We have combined RAD marker isolation with massively parallel, high-throughput Illumina sequencing to develop a genotyping platform that can rapidly and cost-effectively discover novel SNP markers and simultaneously genotype many individuals. We demonstrated the feasibility of this platform by discovering more than 13,000 polymorphic markers in two different organisms and by rapidly mapping three traits in two bulk segregant populations and 96 individuals, using less than half the capacity of one run on an Illumina Genome Analyzer. First-generation RAD marker analysis using microarrays has proven to be an effective method for mapping genomic alterations in various species. However, the technique suffers from the need to make species-specific arrays for each organism and perform a new array hybridization for every desired comparison. Our new RAD marker sequencing method adapted the positive aspects of the RAD array approach for high-throughput Illumina sequencing and allows researchers to perform the equivalent of hundreds of RAD array experiments in a single sequencing run. Major benefits of this new approach are a significant increase in the number and type of markers assayed, a decrease in cost and increase in the speed of analyses. In addition, whereas array-based approaches only assay RAD tag presence variation, Illumina sequencing simultaneously provides data on SNPs located outside the recognition site of the restriction enzyme. The ability to sequence heterogeneous DNA samples with the Illumina sequencing platform, along with our sample barcoding, permits multiplexing of experiments such that many individual mapping projects can be performed in parallel, reducing the cost and effort needed to initiate and complete a mapping project.

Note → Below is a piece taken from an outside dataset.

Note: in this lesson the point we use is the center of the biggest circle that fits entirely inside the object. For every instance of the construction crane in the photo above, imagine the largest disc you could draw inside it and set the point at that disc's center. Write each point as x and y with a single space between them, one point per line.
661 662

SNP discovery in a mapping cross requires a high number of sequence reads per marker for each parent. However, F2 individuals in organisms with a reference genome can be lightly sequenced to make genotypic inferences about a genomic region because genetic material is inherited in large blocks defined by recombination breakpoints. We demonstrated this by inferring the genotype of unsequenced markers on LGIV from flanking RAD tag sequences to establish linkage blocks and fine-map the lateral plate breakpoints near Eda. A useful two-step approach is to first undersample a high density of markers to identify individuals with informative recombination breakpoints and then acquire additional sequences for these individuals. This ability to infer genotypes in undersequenced large populations allows effective mapping of quantitative trait loci (QTLs) in organisms with sequenced genomes. QTL analyses are most effective when the parental origin of genomic regions in each individual of an F2 mapping family can be determined.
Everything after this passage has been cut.